Oil shock: Analysts paint gloomy future for the Nigerian economy as Afrinvest emphasises Naira devaluation
Analysts have painted a gloomy future for Nigeria’s economy due to the recent oil shock that is expected to curtail government capacity. Oil prices sharply moderated 46.8% year to date to $36.3 barrel per litre (bbl) today, the lowest level in over four years.
Analysts at Afrinvest noted that a price level below $60.0/bbl. would have a negative impact on Nigeria’s external and fiscal balance.
“Our worst fears have been confirmed at the current oil price, reflecting the double salvo of weak oil demand due to COVID-19 and expanding oil supply due to the collapse of OPEC+.
“The decision of OPEC+ to remove its support for prices by shunning the proposed 1.5mb/d and current 2.5mb/d cuts caused a sharp fall in oil price from $45.0/bbl. on Thursday to $36.0/bbl today”, Afrinvest remarked.
How will the FG Fund its Budget?
Afrinvest held the risk of poor implementation is now higher for the 2020 budget despite its pessimistic outlook earlier in the year.
It recalled that the FG plans to spend a record N10.6 trillion, with 76.7% financed through revenues and the balance from borrowing.
“Since 2015, the FG has lacked the earnings to support its spending profile and we captured this in our projected 43.9% underperformance for 2020.

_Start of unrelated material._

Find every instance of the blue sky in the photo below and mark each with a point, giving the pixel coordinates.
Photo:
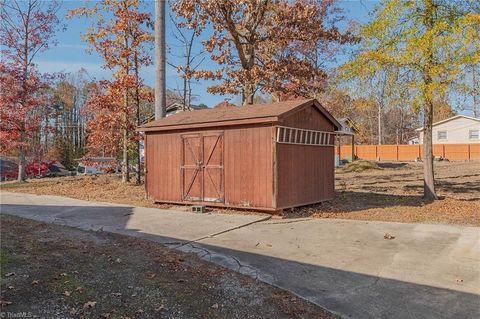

“With oil price below budget assumption of $57.0/bbl., we estimate a revenue shortfall of 55.1%”, Afrinvest stated.
It reckoned that although the FG is expected to review the 2020 budget, analysts said they see little room for manoeuvre.
High non-discretionary spending – reflecting elevated debt service and payroll costs that account for 64.0% – and the absence of fiscal buffers means the FG would expand borrowings.
The Excess Crude Account (ECA) which should support the FG’s budget during episodes of oil shocks is almost empty at $71.8 million in February 2020 from $2.1 billion in 2015.
Afrinvest said that the budgeted fiscal deficit at 1.5% is below its projections of 2.7% at the beginning of the year.
But, analysts said they now review this upwards to 3.1%, above the threshold of 3.0%.
“We also revise our debt service to revenue projection higher to 66.6% from the initial 53.3%”, analysts remarked.
Can the CBN Hold Off on Currency Devaluation?
In our 2020 outlook, Afrinvest stated that it predicted 10% currency devaluation in the second half of 2020 given negative current account balances and weak capital flows.
“As Brent crude oil price currently trades below our threshold of $60.0/bbl. and could stay so in the near-term, we reiterate the need for a currency devaluation to support the economy”, analysts said.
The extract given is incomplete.